This project applies an unsupervised Autoencoder model to detect fraudulent transactions within a dataset. Autoencoders are ideal for anomaly detection tasks, such as fraud detection, because they learn compressed representations of data, allowing the identification of outliers through reconstruction error.

## Project Overview
- **Goal**: To develop a model that can accurately identify potentially fraudulent transactions based on reconstruction errors using an Autoencoder neural network.
- **Dataset**: Transactions data containing features related to financial transactions, where each entry is labeled as either legitimate or fraudulent.

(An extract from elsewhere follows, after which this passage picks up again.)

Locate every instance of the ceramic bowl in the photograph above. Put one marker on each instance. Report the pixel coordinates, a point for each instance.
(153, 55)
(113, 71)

## Contents of the Notebook

### 1. Data Loading and Preparation
- **Data Import**: The dataset is loaded, and libraries such as Pandas and Numpy are imported.
- **Exploratory Analysis**: Initial analysis to understand class distribution and identify any class imbalance.
- **Data Cleaning and Preprocessing**:
- Handling missing values (if any) and standardizing/normalizing features for model compatibility.
- Data is split into training and testing sets, ensuring a fair distribution of classes.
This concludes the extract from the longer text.